Graduating from Boston University in 1903, Ryan went on to work for the Riverside Press in Cambridge, Massachusetts, and as a staff member of the Congregationalist and National magazines, as well as the Boston American. In 1910, she became managing editor of a suffrage publication, the Woman's Journal. In 1915, Agnes E. Ryan married Henry Bailey Stevens, who worked as the assistant editor for the Woman's Journal. In order to keep her last name, she went to court and successfully challenged the law that required women to take their husband's last name. The couple adopted two children, Peter and Patricia.

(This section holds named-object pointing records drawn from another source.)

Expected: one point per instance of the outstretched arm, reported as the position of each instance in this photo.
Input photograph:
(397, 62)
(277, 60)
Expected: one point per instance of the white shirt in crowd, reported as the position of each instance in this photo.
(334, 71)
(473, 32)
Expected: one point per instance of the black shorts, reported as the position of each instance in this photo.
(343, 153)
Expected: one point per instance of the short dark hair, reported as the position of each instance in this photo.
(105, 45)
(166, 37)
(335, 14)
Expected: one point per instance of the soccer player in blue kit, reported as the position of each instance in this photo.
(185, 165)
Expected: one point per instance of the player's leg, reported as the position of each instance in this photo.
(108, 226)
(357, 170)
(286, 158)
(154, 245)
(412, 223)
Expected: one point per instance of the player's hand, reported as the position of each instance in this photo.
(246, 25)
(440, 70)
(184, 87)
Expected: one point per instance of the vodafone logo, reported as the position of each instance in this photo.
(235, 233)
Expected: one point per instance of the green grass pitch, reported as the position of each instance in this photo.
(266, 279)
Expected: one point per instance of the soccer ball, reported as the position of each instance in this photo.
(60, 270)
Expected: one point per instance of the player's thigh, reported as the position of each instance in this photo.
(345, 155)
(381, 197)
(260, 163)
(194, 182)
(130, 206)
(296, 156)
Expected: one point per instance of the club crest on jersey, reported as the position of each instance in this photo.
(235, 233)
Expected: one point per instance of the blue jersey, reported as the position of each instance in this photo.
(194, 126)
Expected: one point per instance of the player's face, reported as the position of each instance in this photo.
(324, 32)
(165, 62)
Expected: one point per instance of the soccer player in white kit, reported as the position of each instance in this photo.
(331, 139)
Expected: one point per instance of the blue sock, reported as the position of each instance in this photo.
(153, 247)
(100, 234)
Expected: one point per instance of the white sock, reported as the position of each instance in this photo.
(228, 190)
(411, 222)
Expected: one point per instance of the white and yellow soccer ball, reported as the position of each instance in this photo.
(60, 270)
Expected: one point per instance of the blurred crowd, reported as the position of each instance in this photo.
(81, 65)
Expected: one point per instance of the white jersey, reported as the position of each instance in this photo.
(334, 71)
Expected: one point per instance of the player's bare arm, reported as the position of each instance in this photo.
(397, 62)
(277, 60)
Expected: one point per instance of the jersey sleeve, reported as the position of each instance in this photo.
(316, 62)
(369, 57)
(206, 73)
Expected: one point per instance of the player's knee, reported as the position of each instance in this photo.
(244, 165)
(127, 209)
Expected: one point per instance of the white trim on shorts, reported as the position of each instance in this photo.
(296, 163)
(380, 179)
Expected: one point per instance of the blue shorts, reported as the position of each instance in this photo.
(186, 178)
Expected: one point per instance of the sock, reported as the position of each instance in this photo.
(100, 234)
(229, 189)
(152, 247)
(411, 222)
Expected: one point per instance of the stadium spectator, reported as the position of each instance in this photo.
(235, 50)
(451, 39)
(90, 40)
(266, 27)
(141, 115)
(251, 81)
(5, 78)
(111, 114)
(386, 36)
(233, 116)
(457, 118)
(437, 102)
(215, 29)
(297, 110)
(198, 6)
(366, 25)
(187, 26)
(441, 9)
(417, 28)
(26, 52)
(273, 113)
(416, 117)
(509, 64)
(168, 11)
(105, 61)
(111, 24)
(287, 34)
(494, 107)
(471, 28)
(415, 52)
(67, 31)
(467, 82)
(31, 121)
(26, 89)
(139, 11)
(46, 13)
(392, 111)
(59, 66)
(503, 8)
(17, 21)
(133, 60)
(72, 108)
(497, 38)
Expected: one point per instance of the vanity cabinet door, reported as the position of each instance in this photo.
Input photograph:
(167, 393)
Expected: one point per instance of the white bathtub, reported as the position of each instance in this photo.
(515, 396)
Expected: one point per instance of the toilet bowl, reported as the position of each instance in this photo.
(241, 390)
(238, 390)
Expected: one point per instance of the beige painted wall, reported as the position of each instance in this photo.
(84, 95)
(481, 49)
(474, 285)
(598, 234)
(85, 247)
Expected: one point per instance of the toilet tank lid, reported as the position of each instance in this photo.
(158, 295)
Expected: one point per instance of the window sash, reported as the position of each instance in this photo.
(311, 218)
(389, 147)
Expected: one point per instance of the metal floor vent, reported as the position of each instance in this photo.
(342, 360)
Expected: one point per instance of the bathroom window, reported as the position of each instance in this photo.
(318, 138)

In 1917, Ryan and Stevens resigned from the Woman's Journal in part because of their opposition to World War I. In 1918, when Henry accepted a job in Durham, N.H., as the director of the Agricultural Experiment Station and Cooperative Extension Service at the New Hampshire College of Agriculture and the Mechanic Arts, later the University of New Hampshire, Agnes followed, organizing the New Hampshire Peace Union, writing poetry, becoming active at MacDowell and serving as a speaker for the Women's International League for Peace and Freedom.
Ryan was among the feminist vegetarians who, during World War I, made a connection between meat eating and the killing of human beings in the Great War. In Ryan's unpublished novel, "Who Can Fear Too Many Stars?," she depicts vegetarianism as a way of resisting male dominance.
Ryan's papers are archived at the Arthur and Elizabeth Schlesinger Library on the History of Women in America, Radcliffe Institute for Advanced Study, Harvard University, and include unpublished novels, diaries, correspondences, an autobiography, and other writings.